I am an old insurance executive and I often find myself defending Obamacare in chatrooms and on Facebook. If I’m having a discussion with a business person who is opposed to it, sooner or later the discussion will turn to the topic of regulations as such. They will bring up the two people (it always seems to be two) whose small businesses were ruined and forced to shut down because of Obamacare regulations. It’s hard to argue against this, since here the argument shifts to the plight of the failed business person.
It’s perfectly natural that people would resent having to go through the expense and effort of following regulations for things that they don’t think are necessary or for things they are doing already. I’ve been in the business world myself for more than three decades and I have known quite a few people whose businesses have failed.

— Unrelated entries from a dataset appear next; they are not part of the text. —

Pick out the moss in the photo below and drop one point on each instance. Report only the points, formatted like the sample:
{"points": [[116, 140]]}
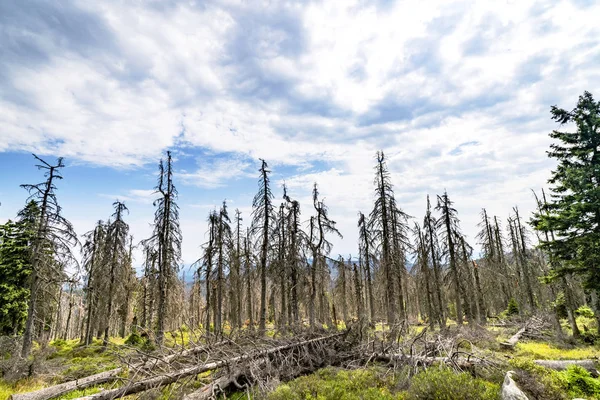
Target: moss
{"points": [[332, 384], [572, 383], [547, 351], [26, 385], [445, 384]]}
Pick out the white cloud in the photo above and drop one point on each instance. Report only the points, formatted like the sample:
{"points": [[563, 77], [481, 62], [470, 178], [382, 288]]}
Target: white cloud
{"points": [[322, 84]]}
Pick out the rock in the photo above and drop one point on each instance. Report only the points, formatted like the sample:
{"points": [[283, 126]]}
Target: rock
{"points": [[510, 390]]}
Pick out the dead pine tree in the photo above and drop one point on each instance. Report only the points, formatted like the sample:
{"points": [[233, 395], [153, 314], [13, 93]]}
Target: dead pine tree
{"points": [[423, 272], [117, 245], [236, 285], [92, 264], [223, 240], [365, 246], [295, 236], [53, 240], [320, 226], [448, 225], [166, 238], [381, 227], [430, 224], [263, 220]]}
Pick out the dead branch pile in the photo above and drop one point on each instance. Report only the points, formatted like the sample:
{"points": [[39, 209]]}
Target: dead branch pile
{"points": [[420, 351], [230, 365], [534, 328]]}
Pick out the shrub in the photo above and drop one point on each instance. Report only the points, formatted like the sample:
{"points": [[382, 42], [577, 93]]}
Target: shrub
{"points": [[134, 339], [584, 311], [333, 384], [513, 307], [444, 384], [580, 382]]}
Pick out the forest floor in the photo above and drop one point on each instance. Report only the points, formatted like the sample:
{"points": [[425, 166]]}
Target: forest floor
{"points": [[62, 361]]}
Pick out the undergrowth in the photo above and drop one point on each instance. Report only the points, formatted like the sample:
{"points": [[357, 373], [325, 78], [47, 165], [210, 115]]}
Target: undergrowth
{"points": [[546, 384]]}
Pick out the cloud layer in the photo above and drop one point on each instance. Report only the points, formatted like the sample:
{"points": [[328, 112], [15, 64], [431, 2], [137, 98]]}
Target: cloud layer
{"points": [[456, 93]]}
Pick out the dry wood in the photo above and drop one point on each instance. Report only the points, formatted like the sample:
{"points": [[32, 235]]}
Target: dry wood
{"points": [[103, 377], [560, 365], [460, 362], [510, 343], [171, 377], [57, 390], [213, 389]]}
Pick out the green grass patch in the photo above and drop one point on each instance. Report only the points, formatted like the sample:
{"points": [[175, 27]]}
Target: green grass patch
{"points": [[337, 384], [547, 351], [543, 383], [26, 385]]}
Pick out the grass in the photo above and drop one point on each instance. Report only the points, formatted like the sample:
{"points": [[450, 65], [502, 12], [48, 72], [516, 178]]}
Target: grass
{"points": [[332, 384], [546, 351], [26, 385]]}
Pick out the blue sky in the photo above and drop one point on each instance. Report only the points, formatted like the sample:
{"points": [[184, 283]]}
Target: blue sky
{"points": [[456, 93]]}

With the exception of a very few who had to close shop because of some health issue, most claimed to have been victims of the crippling costs of regulations. I’ve heard many of these stories, but the story I have never once heard is how the business person was simply “out-competed”—how their competitors had lower prices or more efficient business models. It’s true that regulations create costs and these costs seem especially high if a business is in decline. But these costs affect everyone equally in any particular business sector. And were they to be eliminated, they would be eliminated for everyone in that sector, and the business’ relationships among one another would remain unchanged. If regulations are the cause of so many business failures, why do other businesses in the same sector continue to survive and prosper?

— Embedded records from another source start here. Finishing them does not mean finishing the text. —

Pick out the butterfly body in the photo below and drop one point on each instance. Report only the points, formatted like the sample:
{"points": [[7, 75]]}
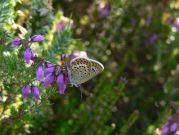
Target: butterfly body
{"points": [[83, 69]]}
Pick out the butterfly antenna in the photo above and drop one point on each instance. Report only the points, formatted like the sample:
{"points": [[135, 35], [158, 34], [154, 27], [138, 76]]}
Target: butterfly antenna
{"points": [[81, 89]]}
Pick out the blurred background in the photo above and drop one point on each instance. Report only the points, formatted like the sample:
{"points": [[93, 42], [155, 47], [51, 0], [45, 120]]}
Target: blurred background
{"points": [[137, 42]]}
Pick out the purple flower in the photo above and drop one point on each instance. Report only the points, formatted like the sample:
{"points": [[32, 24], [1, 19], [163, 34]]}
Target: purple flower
{"points": [[25, 91], [35, 93], [37, 38], [60, 79], [176, 133], [49, 79], [173, 127], [28, 55], [62, 88], [50, 68], [62, 24], [165, 130], [104, 9], [174, 22], [16, 41], [40, 73], [61, 83]]}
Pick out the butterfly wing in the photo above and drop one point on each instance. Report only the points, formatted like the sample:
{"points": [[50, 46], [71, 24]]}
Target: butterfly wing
{"points": [[83, 69], [96, 68], [80, 70]]}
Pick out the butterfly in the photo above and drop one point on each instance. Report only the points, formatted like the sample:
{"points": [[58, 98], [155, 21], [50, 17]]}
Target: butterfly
{"points": [[83, 69]]}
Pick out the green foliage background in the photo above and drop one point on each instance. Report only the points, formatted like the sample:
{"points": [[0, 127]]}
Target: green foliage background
{"points": [[135, 93]]}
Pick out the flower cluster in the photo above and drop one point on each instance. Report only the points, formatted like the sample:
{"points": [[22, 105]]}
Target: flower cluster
{"points": [[27, 89], [50, 73], [47, 73]]}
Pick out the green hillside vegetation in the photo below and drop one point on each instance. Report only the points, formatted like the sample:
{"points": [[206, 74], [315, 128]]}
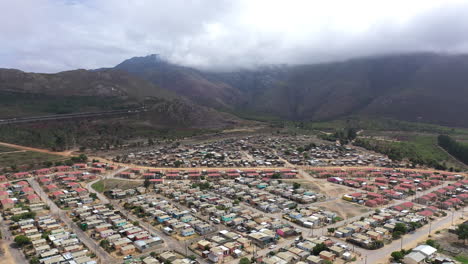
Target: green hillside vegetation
{"points": [[458, 150], [375, 124], [29, 158], [421, 150], [22, 104]]}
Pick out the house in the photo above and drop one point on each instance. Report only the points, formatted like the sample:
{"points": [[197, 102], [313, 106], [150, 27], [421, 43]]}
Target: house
{"points": [[127, 250], [33, 198], [261, 239], [187, 232], [326, 255], [7, 203], [314, 260], [3, 195], [203, 244], [414, 258], [167, 256], [426, 250], [27, 190]]}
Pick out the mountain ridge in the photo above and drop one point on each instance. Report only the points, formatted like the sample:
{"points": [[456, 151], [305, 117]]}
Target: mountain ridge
{"points": [[371, 86]]}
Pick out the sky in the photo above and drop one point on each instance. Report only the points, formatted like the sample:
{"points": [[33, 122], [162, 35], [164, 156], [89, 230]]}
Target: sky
{"points": [[57, 35]]}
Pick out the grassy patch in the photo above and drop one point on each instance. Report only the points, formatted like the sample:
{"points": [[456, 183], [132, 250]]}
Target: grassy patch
{"points": [[462, 259], [27, 158], [6, 149], [98, 186], [417, 149]]}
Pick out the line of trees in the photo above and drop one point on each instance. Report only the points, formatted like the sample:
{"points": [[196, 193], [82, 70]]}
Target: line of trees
{"points": [[456, 149]]}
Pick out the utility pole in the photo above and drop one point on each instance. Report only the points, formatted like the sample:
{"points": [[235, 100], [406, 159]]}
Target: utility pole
{"points": [[430, 226], [453, 212]]}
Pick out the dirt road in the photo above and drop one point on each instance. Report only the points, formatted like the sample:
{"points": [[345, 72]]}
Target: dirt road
{"points": [[64, 153]]}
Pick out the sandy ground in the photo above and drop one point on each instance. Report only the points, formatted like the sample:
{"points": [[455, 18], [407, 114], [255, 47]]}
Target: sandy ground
{"points": [[6, 257]]}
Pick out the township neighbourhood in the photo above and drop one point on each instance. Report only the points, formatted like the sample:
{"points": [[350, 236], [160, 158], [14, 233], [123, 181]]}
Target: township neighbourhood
{"points": [[192, 215]]}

We live in a political environment where “regulation” is defined as oppositional to “freedom” and where something called “small government,” not well defined, is a social virtue. It’s true that the governmental bureaucratic apparatus (and its power) comes from the number and strength of the regulations it supports. And in theory it does follow that decreasing regulations should decrease the size and power of government. But what are regulations for?
Regulations exist to keep people and businesses from transferring risks and costs from themselves and onto other people and the public at large. There are good regulations that do this effectively and efficiently, and bad ones that don’t. There are social costs to regulation, and it could be argued that a bad regulation is one whose social cost exceeds its benefits. But the distinction isn’t between regulation and freedom. It’s between regulation and making the public responsible for someone’s private risks and costs.